Design optimization of a 14 V automotive power net using a parallelized DIRECT algorithm in a physical simulation

The high power demand of electrical components in cars and the associated complexity of the 14 V power net have steadily increased in recent years. An important design criterion of the power net is the voltage stability during peak loads. This paper describes a simulation-based optimization method to fulfill the voltage stability requirements in a minimum-weight configuration of the power net. The method is applied to different power net topologies which are configured using a mixture of discrete and continuous parameters. Finally, the performance of the optimization algorithm as well as the optimization results are presented and evaluated.

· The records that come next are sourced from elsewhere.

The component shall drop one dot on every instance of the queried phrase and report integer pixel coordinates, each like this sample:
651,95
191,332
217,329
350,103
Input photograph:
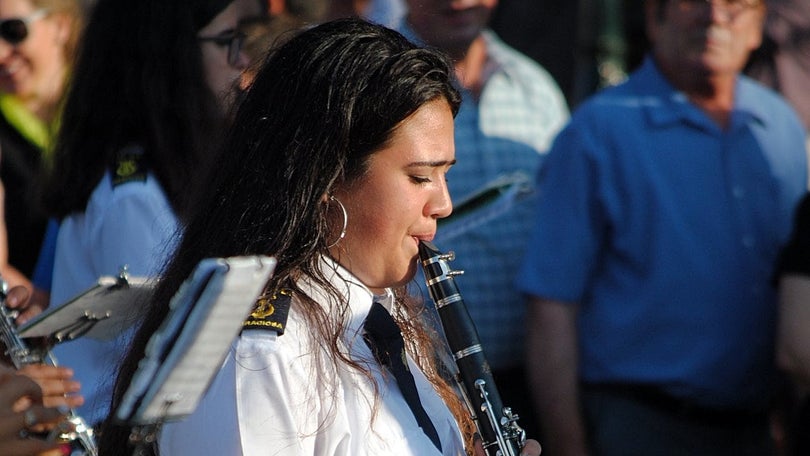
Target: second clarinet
497,424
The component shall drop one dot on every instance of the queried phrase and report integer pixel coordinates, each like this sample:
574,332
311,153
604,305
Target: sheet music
188,349
101,312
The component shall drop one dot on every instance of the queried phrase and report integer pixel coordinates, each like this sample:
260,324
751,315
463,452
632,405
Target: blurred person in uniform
38,40
147,103
663,206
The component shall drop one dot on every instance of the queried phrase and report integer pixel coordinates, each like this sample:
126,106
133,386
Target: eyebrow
432,164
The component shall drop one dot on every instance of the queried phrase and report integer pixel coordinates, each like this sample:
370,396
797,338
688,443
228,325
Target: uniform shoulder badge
130,166
270,312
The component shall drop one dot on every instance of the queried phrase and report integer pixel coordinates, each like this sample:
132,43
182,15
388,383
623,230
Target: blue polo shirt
665,229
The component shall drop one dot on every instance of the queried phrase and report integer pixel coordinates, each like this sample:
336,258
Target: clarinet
80,439
497,424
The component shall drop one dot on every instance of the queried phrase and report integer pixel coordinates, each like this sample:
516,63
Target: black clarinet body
497,424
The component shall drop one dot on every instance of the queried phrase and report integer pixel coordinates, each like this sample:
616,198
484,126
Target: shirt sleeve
137,229
569,223
795,256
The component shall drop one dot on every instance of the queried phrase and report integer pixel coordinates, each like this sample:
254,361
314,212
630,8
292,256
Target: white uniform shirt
272,397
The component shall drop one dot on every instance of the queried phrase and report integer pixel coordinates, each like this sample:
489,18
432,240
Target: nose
463,4
720,11
440,205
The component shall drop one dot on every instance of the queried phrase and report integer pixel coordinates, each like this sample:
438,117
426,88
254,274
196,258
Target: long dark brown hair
321,105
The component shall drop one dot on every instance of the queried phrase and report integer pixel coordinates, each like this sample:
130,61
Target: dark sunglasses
233,39
15,30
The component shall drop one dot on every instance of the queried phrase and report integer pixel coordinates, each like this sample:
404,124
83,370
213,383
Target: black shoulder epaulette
130,166
270,312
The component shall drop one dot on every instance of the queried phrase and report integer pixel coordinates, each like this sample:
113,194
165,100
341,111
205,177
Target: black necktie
385,340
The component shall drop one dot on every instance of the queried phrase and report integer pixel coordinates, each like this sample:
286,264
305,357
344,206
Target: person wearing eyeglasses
148,101
663,205
38,40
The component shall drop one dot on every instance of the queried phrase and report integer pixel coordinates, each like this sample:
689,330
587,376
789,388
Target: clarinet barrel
497,424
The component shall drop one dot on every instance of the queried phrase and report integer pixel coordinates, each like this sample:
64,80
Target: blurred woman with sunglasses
38,40
147,101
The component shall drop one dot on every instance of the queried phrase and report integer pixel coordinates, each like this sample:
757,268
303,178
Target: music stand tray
101,312
185,353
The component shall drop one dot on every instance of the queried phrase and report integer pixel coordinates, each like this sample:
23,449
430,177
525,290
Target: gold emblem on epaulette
126,167
270,312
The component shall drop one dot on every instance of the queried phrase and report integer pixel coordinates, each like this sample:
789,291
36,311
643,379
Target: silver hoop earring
345,222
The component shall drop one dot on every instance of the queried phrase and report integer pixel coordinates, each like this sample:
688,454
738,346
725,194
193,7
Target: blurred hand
57,384
22,414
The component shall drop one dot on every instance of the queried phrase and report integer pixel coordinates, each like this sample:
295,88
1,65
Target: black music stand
185,353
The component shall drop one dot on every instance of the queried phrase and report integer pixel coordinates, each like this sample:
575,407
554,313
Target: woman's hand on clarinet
22,415
57,384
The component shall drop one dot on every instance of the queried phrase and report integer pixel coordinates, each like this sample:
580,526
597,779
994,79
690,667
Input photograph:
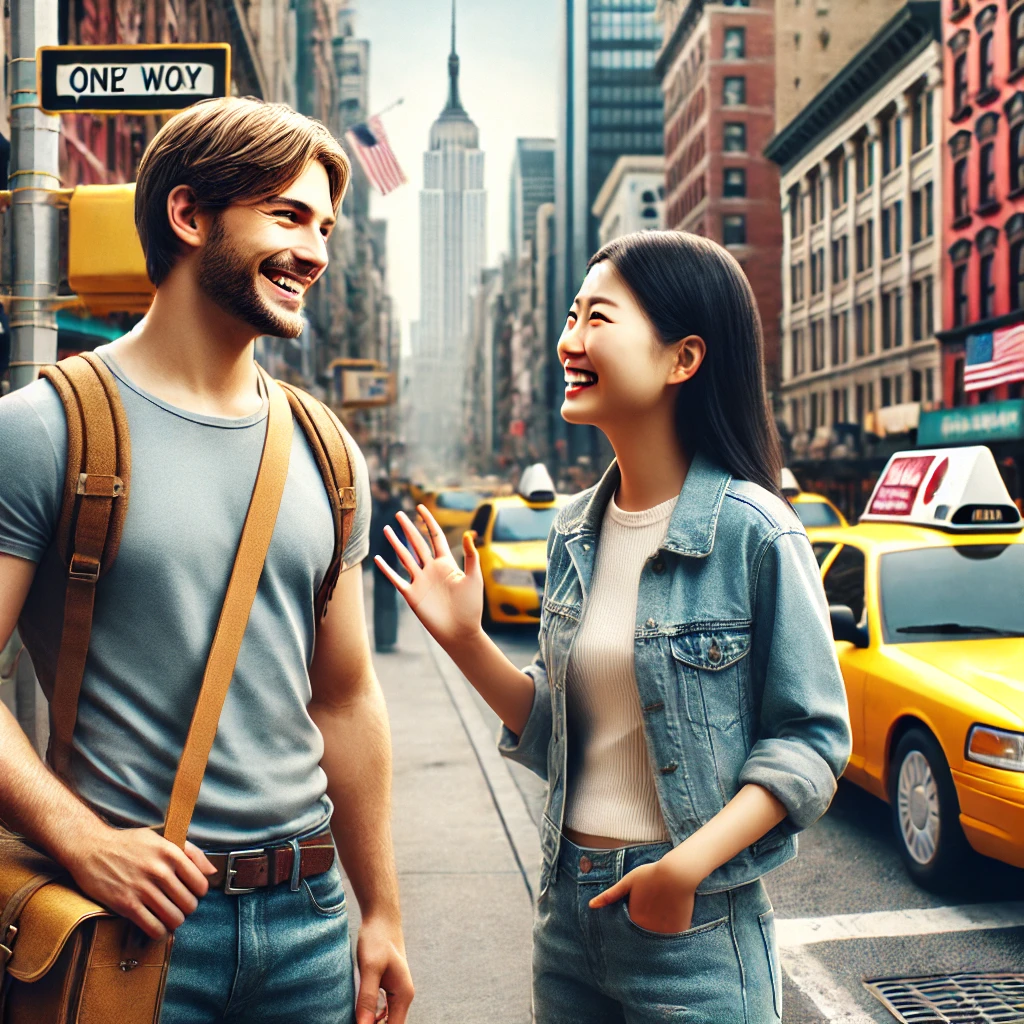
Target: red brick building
718,74
983,207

Autonomous load shutdown mechanism as a voltage stabilization method in automotive power nets

The power demand in 14 V automotive power buses has steadily increased in recent years. Due to the high peak power of electrified chassis control systems, significant voltage drops can occur within the power net. These voltage drops can lead to malfunctions of ECUs (Electronic Control Units). This paper describes the influence of an autonomous load shutdown mechanism on voltage stability in automotive power buses. The mechanism is applied to heating systems, which feature a combined peak power demand of over 1 kW in modern luxury class vehicles. A temporary shutdown of these heating systems for a few seconds is unnoticeable for the costumer due to large time constants of these systems. The influence of the mechanism on the voltage stability is investigated within a physical power net simulation. It is shown, that the mechanism allows the negligence of power-hungry heating systems in the design process of the power bus regarding peak power scenarios.

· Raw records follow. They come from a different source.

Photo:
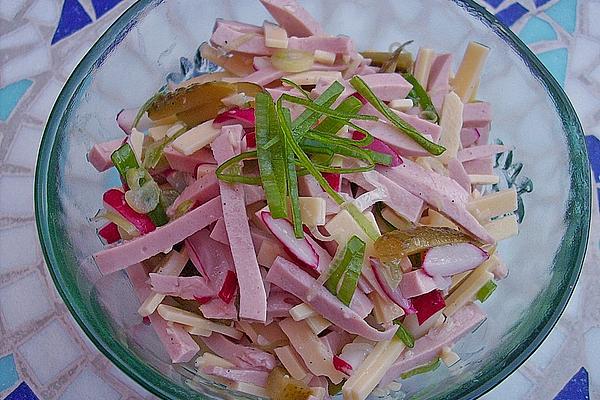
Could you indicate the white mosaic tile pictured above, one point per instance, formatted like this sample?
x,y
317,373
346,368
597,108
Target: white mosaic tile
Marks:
x,y
41,106
44,12
23,291
10,8
20,202
24,148
25,35
88,385
51,346
546,352
26,65
515,387
19,237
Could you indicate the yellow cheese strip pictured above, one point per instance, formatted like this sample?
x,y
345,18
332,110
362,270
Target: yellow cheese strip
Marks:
x,y
467,77
384,310
172,266
493,205
484,179
324,57
423,63
503,228
174,314
312,77
290,361
196,138
451,122
317,323
136,142
371,371
467,290
275,36
302,311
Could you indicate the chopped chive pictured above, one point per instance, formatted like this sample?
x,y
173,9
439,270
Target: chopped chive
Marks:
x,y
362,88
404,335
430,367
486,291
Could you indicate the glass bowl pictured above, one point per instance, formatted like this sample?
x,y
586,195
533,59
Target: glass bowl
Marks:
x,y
532,115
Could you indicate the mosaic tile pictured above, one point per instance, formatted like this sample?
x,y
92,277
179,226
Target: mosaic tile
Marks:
x,y
22,392
537,30
10,96
39,352
512,13
564,13
577,388
73,17
556,62
14,295
13,238
8,372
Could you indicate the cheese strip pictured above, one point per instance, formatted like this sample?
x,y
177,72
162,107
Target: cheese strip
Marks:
x,y
317,323
484,179
494,204
467,290
196,138
451,122
467,77
312,77
173,266
183,317
423,63
368,375
503,228
302,311
275,36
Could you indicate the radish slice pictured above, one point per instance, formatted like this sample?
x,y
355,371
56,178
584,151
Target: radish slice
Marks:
x,y
114,200
284,232
453,259
334,180
428,304
342,365
393,294
380,147
110,233
243,116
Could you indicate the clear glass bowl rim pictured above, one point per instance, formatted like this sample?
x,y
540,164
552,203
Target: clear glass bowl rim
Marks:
x,y
165,388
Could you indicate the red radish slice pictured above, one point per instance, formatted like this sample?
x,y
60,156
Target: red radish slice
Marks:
x,y
428,304
229,287
110,233
284,232
243,116
393,294
204,299
342,366
453,259
114,200
380,147
334,180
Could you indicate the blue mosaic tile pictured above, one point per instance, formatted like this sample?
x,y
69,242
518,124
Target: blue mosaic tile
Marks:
x,y
8,372
72,18
101,7
512,13
22,392
494,3
537,30
565,14
11,95
578,388
556,62
593,145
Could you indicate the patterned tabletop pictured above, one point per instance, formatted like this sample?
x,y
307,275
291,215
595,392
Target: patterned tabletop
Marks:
x,y
41,41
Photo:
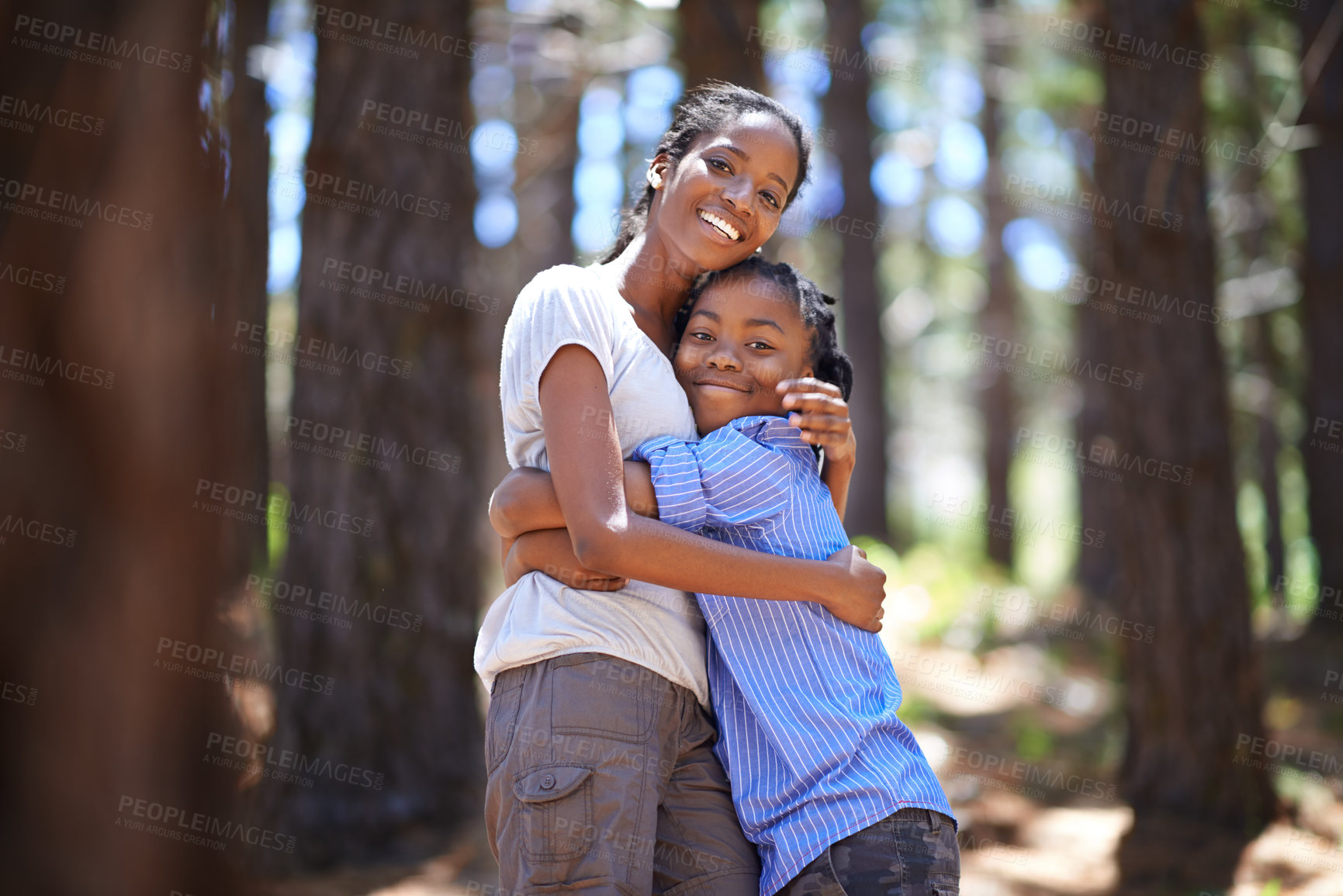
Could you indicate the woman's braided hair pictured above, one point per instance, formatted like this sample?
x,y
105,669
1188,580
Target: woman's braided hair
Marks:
x,y
829,362
707,109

Applications of the Viable System Model in automotive and battery storage systems

The renewable electric power generation in low voltage distribution grids is continuously increasing, which can lead to overload of power transformers. Battery storages can help reducing the load of the transformer and increase the percentage of self sufficiency of distribution grids. In this paper applications of the Viable System Model proposed by Stafford Beer in different fields of research are presented. Finally an approach for a scalable battery storage system based on this cybernetic method is introduced. The system shows a high efficiency even in partial load operation, fault tolerance and availability in error cases, maintainability and a high flexibility regarding the used storage technology.

Using the Viable System Model to control a system of distributed DC/DC converters

The complexity of control of the energy flow in automotive power nets has significantly increased in the last decades. Due to the introduction of a second voltage level with new degrees of freedom for an energy and power management, the complexity will further increase. The cybernetic approach of the Viable System Model (VSM) by Stafford Beer has successfully been used as a structural concept for the implementation of an energy management system for a single automotive power net and has significantly reduced the complexity of the control. This paper applies the VSM to the control problem of a group of DC/DC converters, distributed over the whole vehicle, coupling two automotive power nets. Initially it is shown how this new viable system of the converter group fits into the existing approach and how the viable systems of the two power nets form a new VSM. Subsequently, the application of the VSM in the converter group and how it forms a hierarchical control system is described. Additionally, a maximization efficiency point tracking (MEPT) algorithm is implemented in order to have each converter in its best operating point. Finally, the whole system is validated using a physical simulation.